Essentially, in order to fund what some have described as the largest school voucher program in the nation’s history, Governor Jindal had attempted to reallocate money collected under the Minimum Foundation Program, a program that is Constitutionally defined specifically for public schools. The MFP employs a complex formula to determine the proper and fair way to equitably distribute revenue and resources generated on the district and state-level to public schools across the State.
Even if you are a staunch supporter of so-called “school choice” and a defender of Jindal’s plans, you’d be hard-pressed to find a legal and constitutional way to walk around the plain language meaning of the Minimum Foundation Program: It was conceived and has been employed as a way of better ensuring basic equality among our public schools. It was never intended or anticipated to become a vehicle by which taxpayer dollars could be reassigned from public institutions and given, instead, to over 100 voucher schools, many of whom lack credentialed teachers and some of whom have already attracted national media coverage for their adoptions of a radically religious right education: Evolution is fake; fossils are God (or Satan?) tempting our faith; the Loch Ness monster is training right now with Michael Phelps; when Noah built the ark, he rounded up a series of 10 ton dinosaurs.

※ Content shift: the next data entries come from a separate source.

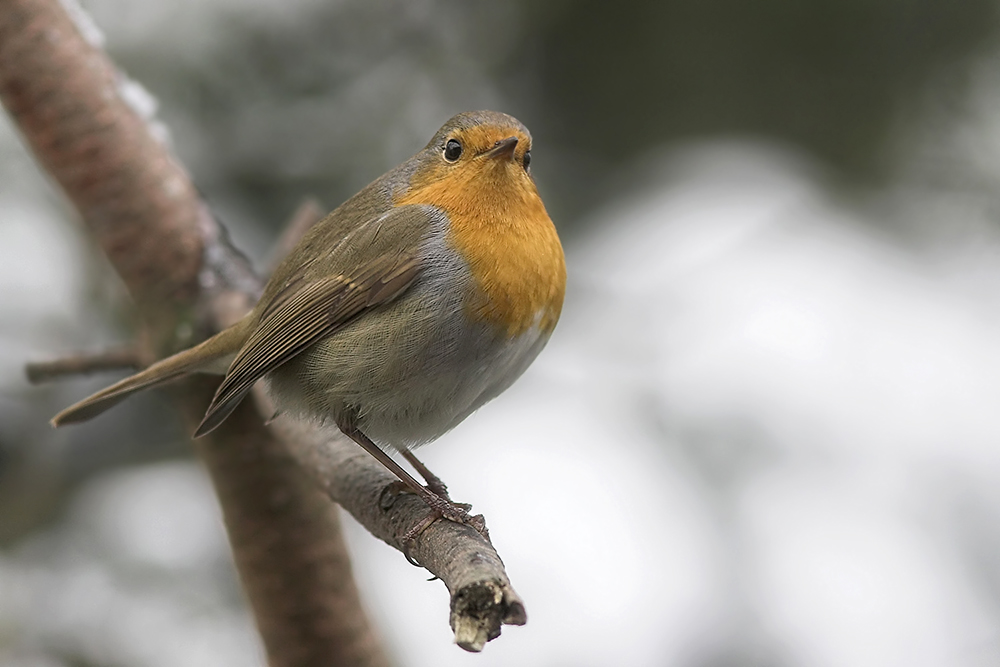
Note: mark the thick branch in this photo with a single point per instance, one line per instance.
(141, 207)
(82, 364)
(482, 598)
(67, 99)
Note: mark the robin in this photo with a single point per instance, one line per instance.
(408, 307)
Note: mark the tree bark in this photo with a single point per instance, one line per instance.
(274, 484)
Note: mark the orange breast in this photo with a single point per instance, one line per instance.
(500, 226)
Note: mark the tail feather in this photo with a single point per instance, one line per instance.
(213, 355)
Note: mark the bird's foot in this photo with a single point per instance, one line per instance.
(441, 508)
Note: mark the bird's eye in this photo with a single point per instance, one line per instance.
(452, 150)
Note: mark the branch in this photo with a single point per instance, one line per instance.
(83, 364)
(70, 104)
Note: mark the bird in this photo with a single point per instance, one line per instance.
(403, 311)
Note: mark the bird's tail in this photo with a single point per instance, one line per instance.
(211, 356)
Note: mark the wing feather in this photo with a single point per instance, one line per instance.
(304, 314)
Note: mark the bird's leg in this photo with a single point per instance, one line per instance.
(434, 483)
(441, 506)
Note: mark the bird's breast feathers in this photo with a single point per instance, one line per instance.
(511, 247)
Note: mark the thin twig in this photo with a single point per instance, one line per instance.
(84, 364)
(306, 215)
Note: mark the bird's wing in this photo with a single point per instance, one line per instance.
(309, 310)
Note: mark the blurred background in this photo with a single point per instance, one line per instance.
(766, 430)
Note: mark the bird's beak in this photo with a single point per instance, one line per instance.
(503, 149)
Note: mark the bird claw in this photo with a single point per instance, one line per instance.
(442, 508)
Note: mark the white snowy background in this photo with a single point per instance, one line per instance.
(765, 432)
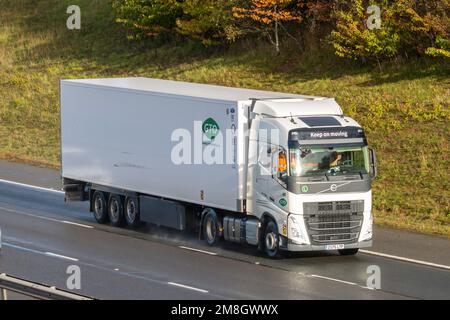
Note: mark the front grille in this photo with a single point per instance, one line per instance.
(333, 222)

Before I say anything else, I should first admit: Wow. I am pleasantly surprised by Judge Kelley. He’d given every indication that he had been leaning toward Jindal’s arguments, and, as I recently pointed out, it was impossible, at least for any thinking person, to read Judge Kelley’s statements on Monday, then discover that Jindal’s own lawyer in this case had donated $1,000 to his election only a month prior, and think that the Judge hadn’t already made up his mind. It seemed like a foregone conclusion. But guess what? The next day, Judge Kelley immediately corrected his previous statements, dialing them back substantially and now saying, instead, that he could not be sure when he’d release his opinion.
Less than 24 hours later, Kelley ruled that Jindal’s voucher program is unconstitutional. Period. I’ve read some commentary that suggests vouchers weren’t “unconstitutional,” only the way vouchers were funded. Sorry guys, same difference. This program was ruled unconstitutional, and no amount of rhetorical nitpicking works.
I was completely wrong about Judge Tim Kelley. His opinion was cogent, on-point, and objective. “It’s an incredible first step,” writes education activist Zack Kopplin, “Judge Kelley deserves praise and I hope the Supreme Court makes the right decision.”
That is true, but remember, this was just Round One.